First, use AccessXP to create a database file db1.mdb with an empty password, which contains a table with a field that does not fill in any data. Save and exit, copy a copy as db2.mdb, enable 2.mdbexclusively, and add password 1324567890123 to save and exit.

Use UltraEdit32 to open the two databases and compare them. The comparison method is also very simple. In UltraEdit32, click the opened file tab (switch between two files. You can find that the file header is changed from 0x42 bytes.

db1.mdb00000040h：BC 4E BE 68 EC 37 65 D7 9C FA FE CD 28 E6 2B 25 ；00000050h：8A 60 6C 07 7B 36 CD E1 DF B1 4F 67 13 43 F7 3C ； 00000060h：B1 33 0C F2 79 5B AA 26 7C 2A 4F E9 7C 99 05 13 ；db2.mdb00000040h：BC 4E 8F 68 DE 37 56 D7 A8 FA CB CD 1E E6 1C 25 ；00000050h：B2 60 55 07 4B 36 FC E1 ED B1 7C 67 13 43 F7 3C ；00000060h：B1 33 0C F2 79 5B AA 26 7C 2A 4F E9 7C 99 05 13 ；

To make it clearer, I added different bytes to the color. As you can see, in Versions later than Access97, password bytes are not stored continuously, but stored in one byte. And encrypted. The decryption method is still the old method "different or "! 0xBE ^ 0x8F = 0x31, which is exactly the Ascii code "1. The next 0xEC ^ 0xDE = 0x32 is exactly the Ascii code "2. Until the last different 0x4F ^ 0x7C = 0x33, the obtained character is merged into a string, that is, the plaintext "1234567890123" of the password. Do not think this is the case. Because this time is correct. Haha. I thought it was that simple at the beginning, so I made a small program using CB and tried to solve several mdb passwords. However, I triedForumThe obtained password is incorrect in the mdb file. So I used another tool to retrieve the mdb password. I found that the password can be correctly retrieved by someone else. It is in the Access2000 format. So I feel that the method of Microsoft encryption has not been fully studied. Continue to work. Use UltraEdit32 to open the InternetForumThe database dvbbs. mdb, compared with the database I used to add a password, found that there are many different places. Try to use only one byte .... After nnn times, it is found that the byte at 0x62 plays a key role. It is called the encryption mark for the time being.

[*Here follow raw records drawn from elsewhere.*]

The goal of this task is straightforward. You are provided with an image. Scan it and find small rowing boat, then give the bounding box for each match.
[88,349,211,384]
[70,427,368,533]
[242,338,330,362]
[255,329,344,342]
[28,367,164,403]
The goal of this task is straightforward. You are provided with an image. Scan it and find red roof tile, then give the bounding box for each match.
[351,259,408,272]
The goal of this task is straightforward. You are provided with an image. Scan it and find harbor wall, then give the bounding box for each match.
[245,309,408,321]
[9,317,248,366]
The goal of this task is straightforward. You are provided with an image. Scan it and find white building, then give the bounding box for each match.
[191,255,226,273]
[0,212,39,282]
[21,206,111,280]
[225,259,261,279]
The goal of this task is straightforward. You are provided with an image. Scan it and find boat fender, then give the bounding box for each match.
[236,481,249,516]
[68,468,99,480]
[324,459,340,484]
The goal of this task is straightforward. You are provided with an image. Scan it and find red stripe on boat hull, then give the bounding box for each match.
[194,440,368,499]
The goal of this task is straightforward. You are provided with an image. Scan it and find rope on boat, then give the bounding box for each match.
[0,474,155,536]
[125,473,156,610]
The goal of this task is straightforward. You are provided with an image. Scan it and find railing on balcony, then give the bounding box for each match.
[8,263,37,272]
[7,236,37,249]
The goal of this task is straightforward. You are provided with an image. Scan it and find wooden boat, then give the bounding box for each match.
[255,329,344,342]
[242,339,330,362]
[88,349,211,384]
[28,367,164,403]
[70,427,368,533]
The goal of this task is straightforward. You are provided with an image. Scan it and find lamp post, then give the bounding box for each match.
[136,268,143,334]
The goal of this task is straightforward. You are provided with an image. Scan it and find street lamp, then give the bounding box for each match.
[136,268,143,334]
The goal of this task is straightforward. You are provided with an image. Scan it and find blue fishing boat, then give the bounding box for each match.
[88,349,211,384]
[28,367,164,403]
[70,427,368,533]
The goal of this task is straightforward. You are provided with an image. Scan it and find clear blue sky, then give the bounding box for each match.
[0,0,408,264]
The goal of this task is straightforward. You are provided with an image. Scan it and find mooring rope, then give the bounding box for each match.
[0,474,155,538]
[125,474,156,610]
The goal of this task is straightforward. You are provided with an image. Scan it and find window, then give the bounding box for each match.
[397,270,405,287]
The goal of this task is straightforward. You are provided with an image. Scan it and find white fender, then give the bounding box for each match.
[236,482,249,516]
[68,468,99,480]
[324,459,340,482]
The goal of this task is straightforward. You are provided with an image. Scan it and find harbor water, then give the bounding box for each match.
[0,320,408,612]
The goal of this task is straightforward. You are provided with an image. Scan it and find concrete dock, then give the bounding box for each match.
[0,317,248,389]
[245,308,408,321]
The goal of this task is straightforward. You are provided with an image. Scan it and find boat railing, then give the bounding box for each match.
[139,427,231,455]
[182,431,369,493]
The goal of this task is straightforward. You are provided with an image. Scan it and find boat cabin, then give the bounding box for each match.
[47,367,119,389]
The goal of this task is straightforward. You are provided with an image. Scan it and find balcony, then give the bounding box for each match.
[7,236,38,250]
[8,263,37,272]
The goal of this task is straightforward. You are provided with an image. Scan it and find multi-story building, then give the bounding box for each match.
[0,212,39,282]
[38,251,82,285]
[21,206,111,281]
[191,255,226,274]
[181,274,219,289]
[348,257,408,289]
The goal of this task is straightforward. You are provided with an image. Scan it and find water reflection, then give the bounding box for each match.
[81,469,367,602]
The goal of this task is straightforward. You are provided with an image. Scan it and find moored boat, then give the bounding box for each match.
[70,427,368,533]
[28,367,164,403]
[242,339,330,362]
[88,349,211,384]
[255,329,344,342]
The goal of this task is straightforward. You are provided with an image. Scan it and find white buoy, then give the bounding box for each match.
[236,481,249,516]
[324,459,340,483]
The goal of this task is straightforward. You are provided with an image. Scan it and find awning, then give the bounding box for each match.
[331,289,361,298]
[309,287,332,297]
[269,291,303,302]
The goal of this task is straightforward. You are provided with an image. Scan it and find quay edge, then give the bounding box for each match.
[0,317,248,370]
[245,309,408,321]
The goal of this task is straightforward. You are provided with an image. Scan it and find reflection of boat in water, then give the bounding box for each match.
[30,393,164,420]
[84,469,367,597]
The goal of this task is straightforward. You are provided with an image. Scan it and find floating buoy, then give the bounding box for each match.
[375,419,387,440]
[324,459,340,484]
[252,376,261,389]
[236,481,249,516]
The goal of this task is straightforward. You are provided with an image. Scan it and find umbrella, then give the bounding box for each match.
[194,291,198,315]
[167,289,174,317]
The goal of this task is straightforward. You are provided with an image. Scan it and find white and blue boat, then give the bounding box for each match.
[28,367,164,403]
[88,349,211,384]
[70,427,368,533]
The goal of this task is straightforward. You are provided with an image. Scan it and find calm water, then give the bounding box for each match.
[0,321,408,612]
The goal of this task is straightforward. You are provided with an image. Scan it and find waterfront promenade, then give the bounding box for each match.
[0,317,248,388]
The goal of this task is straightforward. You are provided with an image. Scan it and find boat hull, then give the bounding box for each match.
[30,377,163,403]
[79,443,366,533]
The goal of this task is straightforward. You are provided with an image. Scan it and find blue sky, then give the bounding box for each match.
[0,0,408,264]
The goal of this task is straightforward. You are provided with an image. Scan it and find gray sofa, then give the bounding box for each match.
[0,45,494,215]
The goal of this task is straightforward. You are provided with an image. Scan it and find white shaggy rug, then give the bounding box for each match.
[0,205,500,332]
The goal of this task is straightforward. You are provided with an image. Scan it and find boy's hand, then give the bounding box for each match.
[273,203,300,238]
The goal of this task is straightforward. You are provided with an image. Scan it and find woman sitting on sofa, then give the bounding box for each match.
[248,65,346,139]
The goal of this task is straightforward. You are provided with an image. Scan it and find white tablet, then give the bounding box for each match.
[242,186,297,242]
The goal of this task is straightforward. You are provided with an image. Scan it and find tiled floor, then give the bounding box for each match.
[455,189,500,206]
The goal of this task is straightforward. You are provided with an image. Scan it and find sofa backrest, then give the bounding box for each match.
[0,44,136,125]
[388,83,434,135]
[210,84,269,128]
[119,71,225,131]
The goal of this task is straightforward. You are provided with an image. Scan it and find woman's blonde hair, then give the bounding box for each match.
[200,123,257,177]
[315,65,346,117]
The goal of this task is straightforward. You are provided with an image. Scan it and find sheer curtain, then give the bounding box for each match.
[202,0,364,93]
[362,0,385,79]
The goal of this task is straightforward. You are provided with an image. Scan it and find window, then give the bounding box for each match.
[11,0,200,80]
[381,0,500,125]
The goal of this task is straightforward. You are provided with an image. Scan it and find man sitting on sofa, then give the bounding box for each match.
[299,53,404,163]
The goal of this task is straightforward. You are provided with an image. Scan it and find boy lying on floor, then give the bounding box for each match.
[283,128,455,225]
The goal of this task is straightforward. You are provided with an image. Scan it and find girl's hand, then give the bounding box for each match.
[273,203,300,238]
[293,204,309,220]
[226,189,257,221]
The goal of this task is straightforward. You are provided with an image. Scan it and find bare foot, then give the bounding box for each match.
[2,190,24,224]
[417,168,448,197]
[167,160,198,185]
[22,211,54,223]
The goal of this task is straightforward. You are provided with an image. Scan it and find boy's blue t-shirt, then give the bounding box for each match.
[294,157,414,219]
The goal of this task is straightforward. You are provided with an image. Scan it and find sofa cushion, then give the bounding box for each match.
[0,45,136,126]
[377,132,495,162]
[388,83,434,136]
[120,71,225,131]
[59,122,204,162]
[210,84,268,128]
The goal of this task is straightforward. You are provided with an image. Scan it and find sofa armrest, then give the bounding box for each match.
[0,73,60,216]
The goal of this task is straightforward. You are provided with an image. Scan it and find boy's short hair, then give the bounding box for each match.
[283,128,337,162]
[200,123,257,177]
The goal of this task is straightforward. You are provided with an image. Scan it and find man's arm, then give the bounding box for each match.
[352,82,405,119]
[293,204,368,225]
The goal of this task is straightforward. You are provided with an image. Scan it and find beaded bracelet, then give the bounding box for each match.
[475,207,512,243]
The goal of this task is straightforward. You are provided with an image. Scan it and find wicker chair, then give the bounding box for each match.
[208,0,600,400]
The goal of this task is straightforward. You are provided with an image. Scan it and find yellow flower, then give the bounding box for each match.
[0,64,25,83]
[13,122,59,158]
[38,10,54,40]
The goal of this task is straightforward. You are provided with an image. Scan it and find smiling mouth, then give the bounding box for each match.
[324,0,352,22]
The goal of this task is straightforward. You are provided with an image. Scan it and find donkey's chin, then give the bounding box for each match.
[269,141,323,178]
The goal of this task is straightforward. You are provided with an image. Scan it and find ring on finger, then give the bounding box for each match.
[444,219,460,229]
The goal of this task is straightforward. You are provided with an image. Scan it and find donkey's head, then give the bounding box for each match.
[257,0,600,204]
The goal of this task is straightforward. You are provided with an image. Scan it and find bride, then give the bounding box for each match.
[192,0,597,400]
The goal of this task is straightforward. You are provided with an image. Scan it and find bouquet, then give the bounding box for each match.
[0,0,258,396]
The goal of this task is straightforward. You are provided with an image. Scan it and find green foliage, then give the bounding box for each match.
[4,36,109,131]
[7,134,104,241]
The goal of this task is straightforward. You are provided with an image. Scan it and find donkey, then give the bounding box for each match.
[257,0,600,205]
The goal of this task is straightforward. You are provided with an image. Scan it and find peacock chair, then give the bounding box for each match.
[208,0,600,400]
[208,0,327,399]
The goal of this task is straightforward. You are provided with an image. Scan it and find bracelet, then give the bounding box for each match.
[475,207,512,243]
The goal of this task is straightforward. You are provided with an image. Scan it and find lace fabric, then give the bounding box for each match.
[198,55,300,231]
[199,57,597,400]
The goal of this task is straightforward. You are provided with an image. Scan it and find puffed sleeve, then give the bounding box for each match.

Db1.mdb // empty password 00000040 h: BC 4E BE 68 EC 37 65 D7 9C fa fe cd 28 E6 2B 25; 00000050 h: 8A 60 6C 07 7B 36 CD E1 DF B1 4F 67 13 43 F7 3C; 00000060 h: B1 33 0C F2 79 5B AA 26 7C 2A 4F E9 7C 99 05 13; db2.mdb // password: 123456789012300000040 h: BC 4E 8F 68 DE 37 56 D7 A8 fa cb cd 1E E6 1C 25; 00000050 h: b2 60 55 07 4B 36 FC E1 ED B1 7C 67 13 43 F7 3C; 00000060 h: B1 33 0C F2 79 5B AA 26 7C 2A 4F E9 7C 99 05 13; dvbbs. mdb // password: yemeng. net00000040h: BC 4E DB 6A 89 37 14 D5 F9 FA 8C CF 4F E6 19 27; 00000050 h: E4 60 15 05 0F 36 D1 E3 DF B1 53 65 13 43 EB 3E; 00000060 h: B1 33 10 F0 79 5B B6 24 7C 2A 4A E0 7C 99 05 13;

How can we try it? It's still a different or. Take the bytes starting from 0x42, 0xDB, and 0x42 of the null password file, and take the encryption mark at 0x62 as different from that at 0x62 of the null password file, then the two obtained values are different or:

(0xDB ^ 0xBE) ^ (0x10 ^ 0x0C) = 0x79. This value is Ascii "y", and then the next byte (remember to take one byte)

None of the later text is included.